Le moins que l’on puisse dire à première vue c’est que l’instance ne dénote pas un grand équilibre… Le mode de nomination laisse craindre que les membres de cette instance soient sous l’influence du gouvernement, qui y trouverait une écoute attentive. Pour autant, ne présageons pas de l’avenir. Cela serait aller un peu vite en besogne que de soupçonner le gouvernement de sous-traiter le fait de museler quelques voix discordantes ou critiques à l’égard de certaines de ses décisions, avec le contrôle de la délivrance de la carte de journaliste. Il revient à la CNC « d’identifier les professionnels de la presse et mettre en place une règlementation précisant les conditions d’exercice de la profession et d’attribuer des cartes de presse aux journalistes et assimilés » [3]

Mahdi A.

Quelques remarques non exhaustives...
En dépit d’apports positifs, la législation contient de nombreuses dispositions restrictives sur la liberté de la presse et la liberté d’expression.

Loi sur les campagnes électorales
Art. 4 : Les médias garantissent les principes de neutralité, d’impartialité et d’objectivité dans les publications écrites, numériques et les émissions radiophoniques et audiovisuelles pendant la campagne électorale.
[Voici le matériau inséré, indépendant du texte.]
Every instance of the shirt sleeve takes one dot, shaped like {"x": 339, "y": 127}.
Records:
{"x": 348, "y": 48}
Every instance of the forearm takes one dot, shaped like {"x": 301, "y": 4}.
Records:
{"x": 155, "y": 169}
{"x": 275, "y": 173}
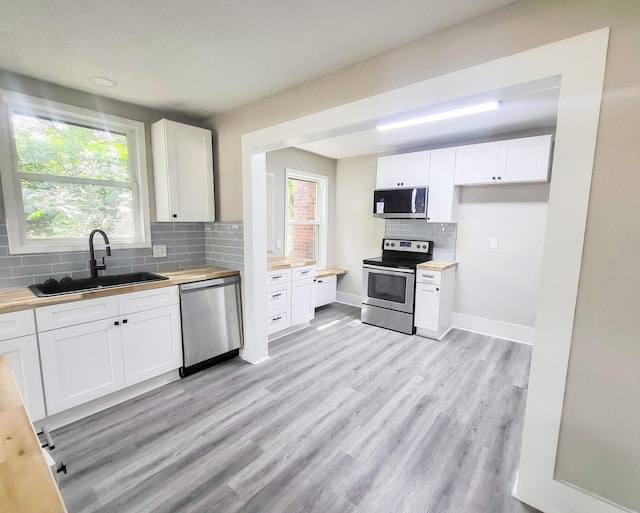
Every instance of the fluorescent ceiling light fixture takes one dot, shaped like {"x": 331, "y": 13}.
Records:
{"x": 448, "y": 114}
{"x": 104, "y": 82}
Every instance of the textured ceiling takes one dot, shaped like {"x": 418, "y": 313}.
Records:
{"x": 206, "y": 56}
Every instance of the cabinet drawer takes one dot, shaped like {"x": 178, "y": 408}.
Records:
{"x": 300, "y": 273}
{"x": 148, "y": 299}
{"x": 426, "y": 276}
{"x": 17, "y": 324}
{"x": 281, "y": 276}
{"x": 77, "y": 312}
{"x": 278, "y": 296}
{"x": 279, "y": 320}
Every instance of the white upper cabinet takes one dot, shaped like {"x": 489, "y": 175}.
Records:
{"x": 183, "y": 172}
{"x": 404, "y": 170}
{"x": 510, "y": 161}
{"x": 442, "y": 204}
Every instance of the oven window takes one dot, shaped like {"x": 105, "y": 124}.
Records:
{"x": 387, "y": 287}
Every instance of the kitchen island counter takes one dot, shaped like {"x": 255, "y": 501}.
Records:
{"x": 26, "y": 483}
{"x": 21, "y": 298}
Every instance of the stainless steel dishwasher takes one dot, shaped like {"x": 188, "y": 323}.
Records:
{"x": 211, "y": 322}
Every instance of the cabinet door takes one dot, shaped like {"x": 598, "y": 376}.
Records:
{"x": 404, "y": 170}
{"x": 151, "y": 343}
{"x": 525, "y": 160}
{"x": 427, "y": 306}
{"x": 477, "y": 164}
{"x": 22, "y": 353}
{"x": 443, "y": 201}
{"x": 324, "y": 291}
{"x": 81, "y": 363}
{"x": 183, "y": 172}
{"x": 302, "y": 309}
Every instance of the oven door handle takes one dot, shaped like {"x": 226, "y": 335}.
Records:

Art. 5 : Les médias respectent la libre expression des candidats et formations politique. Art. 9 : Les médias […] s’assurent à ce que leurs équipes […] se conforment aux exigences de neutralité et d’objectivité, et au respect du secret professionnel.
Art. 14 : Les opérateurs privés de communication audiovisuelle sont exclus de la diffusion des émissions relatives à la campagne électorale sans habilitation préalable.

Cela signifie qu’il n’existe pas de presse d’opinion. Que va-t-il advenir du journal Le Progrès ? Qu’est-ce que le secret professionnel des journalistes ?

Loi sur la déontologie de la communication
Art. 4 : La liberté de communication […] ne doit en aucun cas porter atteinte à […] la paix sociale, […] l’identité et la souveraineté nationale […]. Elle ne doit comporter aucune information ou insertion contraires à la morale religieuse, ou susceptible de faire l’apologie du terrorisme, […] du tribalisme […].
Ces notions sont très vagues : qu’est-ce que l’identité nationale, la morale religieuse ou le tribalisme ? Qui les définit ?
Art. 8 : L’information donnée par les médias et/ou journaliste doit répondre aux principes de responsabilité ; d’impartialité ; d’exactitude ; d’objectivité et de moralité.
La responsabilité de chacun devant les tribunaux va de soi. Pour le reste, qui les détermine ? Quid de la presse d’opinion ?
Art. 9 : […] Principe de responsabilité : obligation qui incombe au journaliste de ne pas […] porter atteinte au fondement de la République […] Principe d’impartialité : […] ne pas publier des informations partisanes ou tendancieuses susceptibles de favoriser ou de privilégier une partie par rapport à une autre […]
Quels sont les fondements de la République auxquels il ne faut pas porter atteinte ? La même interrogation se pose pour l’article 8, quid de la presse d’opinion ?
Art. 29 : La protection des sources d’information […] ne peut être levée que devant le juge à huis clos.
La protection des sources journalistiques est fondamentale pour la liberté de la presse. Le secret des sources devrait être opposable à tous, y compris la justice.


[1Olivier Caslin, « Ouloufa Ismail Abdo présidente de la Commission nationale de la communication », Jeune Afrique, n° 3093, octobre 2020, p. 203

[3Arrêté n° 2020-088/PR/MCPT portant conditions d’attribution de la Carte de Presse, sur le site de la présidence.